Logan held up a horn frothing at the brim, the gold-chased vessel taken from the head of a monstrous ork beast he had single-handedly slain. The disparate assembly raised their drinking vessels in return.
‘The Great Companies of the Space Wolves gather here,’ Logan began, sweeping his other hand to indicate the tables and the Grand Annulus at the centre of the hall, inscribed onto massive stones with the symbols of the reigning Wolf Lords. ‘You come from all places, yet none, to seek the lost. All voyages are into the unknown for the future is a fickle sea to sail. The waters into which you shall travel are shrouded in the thickest mists. Rocks and beasts await, no doubt, loitering in the darkness. And coming upon the strange shore within, you shall find yourselves in a land more remarkable still.’

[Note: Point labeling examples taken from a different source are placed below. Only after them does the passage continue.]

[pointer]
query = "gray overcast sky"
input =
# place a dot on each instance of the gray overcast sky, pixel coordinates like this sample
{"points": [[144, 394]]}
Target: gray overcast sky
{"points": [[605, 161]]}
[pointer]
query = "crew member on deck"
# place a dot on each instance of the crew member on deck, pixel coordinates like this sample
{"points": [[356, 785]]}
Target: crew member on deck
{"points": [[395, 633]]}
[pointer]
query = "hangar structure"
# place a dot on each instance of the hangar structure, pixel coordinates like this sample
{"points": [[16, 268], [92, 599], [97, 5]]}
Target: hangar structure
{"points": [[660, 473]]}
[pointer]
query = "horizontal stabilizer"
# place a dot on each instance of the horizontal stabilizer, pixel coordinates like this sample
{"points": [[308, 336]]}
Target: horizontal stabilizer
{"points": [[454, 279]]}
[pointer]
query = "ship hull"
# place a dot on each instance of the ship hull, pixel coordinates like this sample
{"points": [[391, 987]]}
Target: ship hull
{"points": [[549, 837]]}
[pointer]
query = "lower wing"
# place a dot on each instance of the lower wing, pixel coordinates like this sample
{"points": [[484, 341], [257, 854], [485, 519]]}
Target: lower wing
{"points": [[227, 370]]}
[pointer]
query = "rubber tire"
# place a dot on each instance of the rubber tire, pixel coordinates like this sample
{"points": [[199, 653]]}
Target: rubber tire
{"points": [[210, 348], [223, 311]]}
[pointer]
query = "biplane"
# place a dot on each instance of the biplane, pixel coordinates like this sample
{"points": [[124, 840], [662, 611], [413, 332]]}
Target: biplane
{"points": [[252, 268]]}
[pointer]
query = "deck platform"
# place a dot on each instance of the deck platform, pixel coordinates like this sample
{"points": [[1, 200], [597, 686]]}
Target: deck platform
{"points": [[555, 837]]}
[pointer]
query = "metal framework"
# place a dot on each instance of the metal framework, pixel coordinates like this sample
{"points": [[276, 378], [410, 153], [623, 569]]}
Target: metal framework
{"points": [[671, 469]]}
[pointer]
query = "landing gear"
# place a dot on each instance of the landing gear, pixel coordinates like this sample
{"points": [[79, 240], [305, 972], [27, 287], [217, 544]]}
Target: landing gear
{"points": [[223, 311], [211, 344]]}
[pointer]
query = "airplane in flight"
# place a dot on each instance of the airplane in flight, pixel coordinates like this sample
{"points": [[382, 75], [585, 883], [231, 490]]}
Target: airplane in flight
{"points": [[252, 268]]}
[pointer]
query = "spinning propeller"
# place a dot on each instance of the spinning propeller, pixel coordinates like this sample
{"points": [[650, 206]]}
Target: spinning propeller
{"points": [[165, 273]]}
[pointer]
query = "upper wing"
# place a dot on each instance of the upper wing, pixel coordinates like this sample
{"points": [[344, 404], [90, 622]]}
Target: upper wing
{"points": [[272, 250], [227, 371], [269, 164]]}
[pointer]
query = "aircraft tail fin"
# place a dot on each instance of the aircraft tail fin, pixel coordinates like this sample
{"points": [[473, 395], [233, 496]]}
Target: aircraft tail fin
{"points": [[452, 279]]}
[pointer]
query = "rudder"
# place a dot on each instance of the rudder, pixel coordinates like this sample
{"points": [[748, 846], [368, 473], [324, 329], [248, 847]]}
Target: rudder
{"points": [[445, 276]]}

He strode across the stones of the Grand Annulus to stand upon his symbol – the Champions of Fenris – a wolf’s head howling against a dark moon. The circular stone at the centre was facing him, the symbol of the Wolf that Stalks Between Stars an indication of his rank as Great Wolf. His gaze passed over the symbols of the other company stones – Bloodmaws, Blackmanes, Iron Wolves, Sons of Morkai and others – and lingered on the black stone that represented the missing 13th Company.
‘You are not represented here, nor is there place for you to be, but in heart you are a Great Company. As such, your leader is a Wolf Lord, among his other well-earned titles. The skalds must have a name for your s
aga, the singing of which shall fill these halls for many generations and pass out into the lands of our ancestors. It is not for me to give you this name, but for your lord to choose it.’
‘I would not presume,’ said Njal from his place at the high table.
‘A mantle of modesty ill suits your shoulders,’ chastened the Great Wolf. ‘You know the legends of our people more than any other here. Choose your totem and name your company.’
‘I have a name, the Stormcaller,’ insisted Njal. ‘I have been honoured by it ever since it was bestowed on me.’
Logan said nothing but a discontented murmuring and growling sounded from the assembled company. The pack leader, Valgarthr, rose to his feet and drew a long-bladed axe from his belt.
‘We cannot set sail across the Othersea without a name, Lord of Runes,’ he protested. There was much nodding and thumping of the tables from the other veterans while the thralls looked on with bewilderment, not sure how to act. He pointed to the shoulder pad of his armour. Njal saw that it was blank, the symbol of the Drakeslayer painted over with the blue-grey of the Chapter. The others had also removed their former Great Company insignia. ‘I feel naked without my aett-rune.’
‘Very well,’ conceded Njal as the demands grew in frequency and volume. He cast his mind back, into the earliest memories of his time before the Sky Warriors had come for him. ‘There was a story my uncle told me, when I was a bairn on his knee the night after my father had been killed in battle. He said that my father’s spirit had been taken by the valkyr to ride on the storms between worlds, fighting the enemies of the Allfather for eternity. We shall go with our ancestors upon that tempest. We are the Stormriders.’
The Space Marines roared their approval and the higher pitch of the thralls joined it in praise of this decision. Logan Grimnar smiled broadly, drained his horn in one long draught and held up the empty horn to the assembly.
‘The Stormriders!’ he shouted.
The answering bellows, stamping of feet and tankards slammed on tables rivalled a company many times its size. When the resounding endorsement had died down, a lone voice called out from the direction of the great doors.